The U.S. Securities and Exchange Commission (SEC) categorizes real estate deals and private equity as securities. In order to offer these securities legally, an issuer must be registered with the SEC. The process of registering securities with the SEC can be lengthy and cumbersome. This presents a barrier to entry for many companies. This is where a discussion of SEC Rule 506(b) vs. 506(c) comes in.

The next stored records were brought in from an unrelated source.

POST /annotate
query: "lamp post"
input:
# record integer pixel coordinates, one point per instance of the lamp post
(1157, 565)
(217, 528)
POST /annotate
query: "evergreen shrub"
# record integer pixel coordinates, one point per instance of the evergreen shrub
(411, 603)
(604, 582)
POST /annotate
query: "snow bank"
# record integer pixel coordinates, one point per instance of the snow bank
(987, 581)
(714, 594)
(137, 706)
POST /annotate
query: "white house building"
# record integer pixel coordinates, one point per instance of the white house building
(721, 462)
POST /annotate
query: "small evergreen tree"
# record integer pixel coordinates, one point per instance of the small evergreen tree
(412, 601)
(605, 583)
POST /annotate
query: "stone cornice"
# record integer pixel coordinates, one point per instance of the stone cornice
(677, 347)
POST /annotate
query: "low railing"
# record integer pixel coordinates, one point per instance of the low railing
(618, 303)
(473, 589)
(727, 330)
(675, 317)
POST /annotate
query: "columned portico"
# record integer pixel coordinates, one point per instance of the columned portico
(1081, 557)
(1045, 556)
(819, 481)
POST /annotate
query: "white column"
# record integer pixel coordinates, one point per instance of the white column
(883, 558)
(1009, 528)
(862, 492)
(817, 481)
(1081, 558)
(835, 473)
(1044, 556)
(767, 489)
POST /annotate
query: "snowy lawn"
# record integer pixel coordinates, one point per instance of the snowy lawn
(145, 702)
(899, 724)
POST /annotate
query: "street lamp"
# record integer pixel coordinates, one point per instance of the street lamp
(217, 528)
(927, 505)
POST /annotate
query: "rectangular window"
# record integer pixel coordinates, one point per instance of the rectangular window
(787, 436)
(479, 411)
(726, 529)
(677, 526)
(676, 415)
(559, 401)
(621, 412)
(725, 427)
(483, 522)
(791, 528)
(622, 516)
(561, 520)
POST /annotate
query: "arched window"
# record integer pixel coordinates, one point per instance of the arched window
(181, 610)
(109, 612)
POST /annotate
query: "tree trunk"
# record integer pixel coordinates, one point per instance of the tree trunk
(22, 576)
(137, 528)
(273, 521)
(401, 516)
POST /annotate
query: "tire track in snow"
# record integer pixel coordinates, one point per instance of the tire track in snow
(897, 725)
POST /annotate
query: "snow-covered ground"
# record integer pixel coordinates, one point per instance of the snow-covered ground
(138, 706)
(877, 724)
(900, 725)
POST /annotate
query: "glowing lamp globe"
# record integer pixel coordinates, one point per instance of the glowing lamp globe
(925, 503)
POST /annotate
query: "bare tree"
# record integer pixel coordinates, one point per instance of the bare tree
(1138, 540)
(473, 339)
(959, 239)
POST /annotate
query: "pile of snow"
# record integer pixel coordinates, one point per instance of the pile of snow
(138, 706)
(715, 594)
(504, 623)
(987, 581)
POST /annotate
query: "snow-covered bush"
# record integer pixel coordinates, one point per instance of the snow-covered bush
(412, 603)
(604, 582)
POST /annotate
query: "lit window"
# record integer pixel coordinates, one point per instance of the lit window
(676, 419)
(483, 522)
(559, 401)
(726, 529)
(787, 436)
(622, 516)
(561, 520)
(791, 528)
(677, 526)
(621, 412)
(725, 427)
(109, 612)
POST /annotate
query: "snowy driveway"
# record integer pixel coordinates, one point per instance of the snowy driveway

The SEC has lowered the cumbersome obstacle of registering securities with the SEC by dividing Regulation D into two separate sub-regulations: Rule 506(b) and Rule 506(c). These rules enable small businesses to offer unregulated securities more easily if they fulfill certain requirements. Which Rule a company files under depends on its specific goals.
Rule 506(b) vs. 506(c)
Under Rule 506(b), an issuer may offer unregistered securities to any accredited investor and as many as 35 unaccredited – “sophisticated investors.” The definition of a sophisticated investor is not as clear as that of an accredited investor. However, many high-income professionals would be classified as sophisticated investors, but not reach the income or other criteria established by the SEC for accredited investor status.

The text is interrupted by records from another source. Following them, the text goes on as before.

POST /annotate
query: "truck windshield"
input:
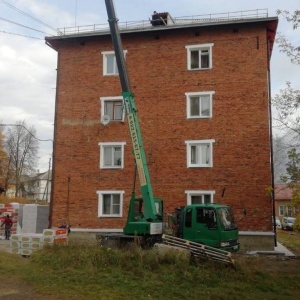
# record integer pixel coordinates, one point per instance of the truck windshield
(226, 218)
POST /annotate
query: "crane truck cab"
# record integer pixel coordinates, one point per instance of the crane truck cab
(209, 224)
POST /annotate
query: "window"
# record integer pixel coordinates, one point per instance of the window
(188, 218)
(199, 153)
(110, 203)
(199, 57)
(199, 197)
(199, 105)
(109, 63)
(281, 210)
(113, 107)
(112, 155)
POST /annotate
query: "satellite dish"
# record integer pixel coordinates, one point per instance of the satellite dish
(105, 119)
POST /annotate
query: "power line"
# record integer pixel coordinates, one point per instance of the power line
(23, 25)
(31, 37)
(20, 125)
(27, 15)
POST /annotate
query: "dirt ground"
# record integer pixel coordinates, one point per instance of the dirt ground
(15, 289)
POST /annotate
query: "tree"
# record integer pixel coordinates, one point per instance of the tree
(285, 45)
(22, 148)
(287, 102)
(3, 159)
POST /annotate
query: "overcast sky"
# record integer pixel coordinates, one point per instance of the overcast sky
(27, 64)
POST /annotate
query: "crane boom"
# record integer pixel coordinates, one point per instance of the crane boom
(150, 212)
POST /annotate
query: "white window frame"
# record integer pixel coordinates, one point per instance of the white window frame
(107, 54)
(104, 100)
(199, 48)
(100, 203)
(189, 144)
(199, 193)
(281, 210)
(111, 144)
(199, 94)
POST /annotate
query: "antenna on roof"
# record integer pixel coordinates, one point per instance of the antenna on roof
(105, 119)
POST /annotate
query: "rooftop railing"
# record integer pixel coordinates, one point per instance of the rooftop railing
(146, 24)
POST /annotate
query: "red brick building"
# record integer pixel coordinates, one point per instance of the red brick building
(202, 92)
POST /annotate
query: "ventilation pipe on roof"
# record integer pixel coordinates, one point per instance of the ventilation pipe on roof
(161, 19)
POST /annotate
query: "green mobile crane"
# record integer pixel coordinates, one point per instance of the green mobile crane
(145, 214)
(210, 224)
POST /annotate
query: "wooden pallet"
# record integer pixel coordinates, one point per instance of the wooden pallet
(199, 250)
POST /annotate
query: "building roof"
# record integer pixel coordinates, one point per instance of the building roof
(283, 192)
(166, 22)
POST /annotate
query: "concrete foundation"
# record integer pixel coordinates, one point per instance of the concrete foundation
(256, 241)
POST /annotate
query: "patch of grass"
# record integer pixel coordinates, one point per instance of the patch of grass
(91, 272)
(290, 239)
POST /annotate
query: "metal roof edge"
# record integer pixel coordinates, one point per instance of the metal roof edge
(161, 28)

On the other hand, Rule 506(c) requires all participating investors in a securities offering under this exemption to be accredited investors. The Rule also requires a verification process that involves providing proof of income, assets, or other qualifying factors. Many times, a third-party verification service is used to make this process easier.
Certification
Under Rule 506(b), the issuer can depend on the self-certification of the investor. Under Rule 506(c), the issuer must perform reasonable steps to verify the investor’s accredited status. The use of a third-party verification company is recommended in this case.
Advertising and Prior Relationships
Under Rule 506(b), prior to presenting a securities investment opportunity to a potential investor, the issuer must be able to prove it has a prior existing relationship with the investor. As a result, companies offering securities under Rule 506(b) may not advertise their deal through general solicitation whether in print, on TV, or online. However, they may advertise their company and brand in general.
When a potential investor does contact an issuer, the issuer will often have multiple meetings with the investor without bringing up the investment opportunity. This helps the issuer demonstrate having a prior substantive relationship with the investor.
As it concerns Rule 506(b) vs. 506(c), under Rule 506(c), the restrictions mentioned under Rule 506(b) do not apply. The issuer may conduct general solicitation and advertise any specific deal it desires. The lack of restriction on this makes the process of reaching potential investors easier, but all of the investors must have accredited status at the time of investment.
Rule 506(b) does give you a lower barrier to entry as an investor in that you are not necessarily required to have accredited investor status. But Rule 506(c) makes it much easier to discover and invest in unregulated securities without going through the long process of establishing a previous relationship with the firm. You also have the knowledge that all other investors are accredited.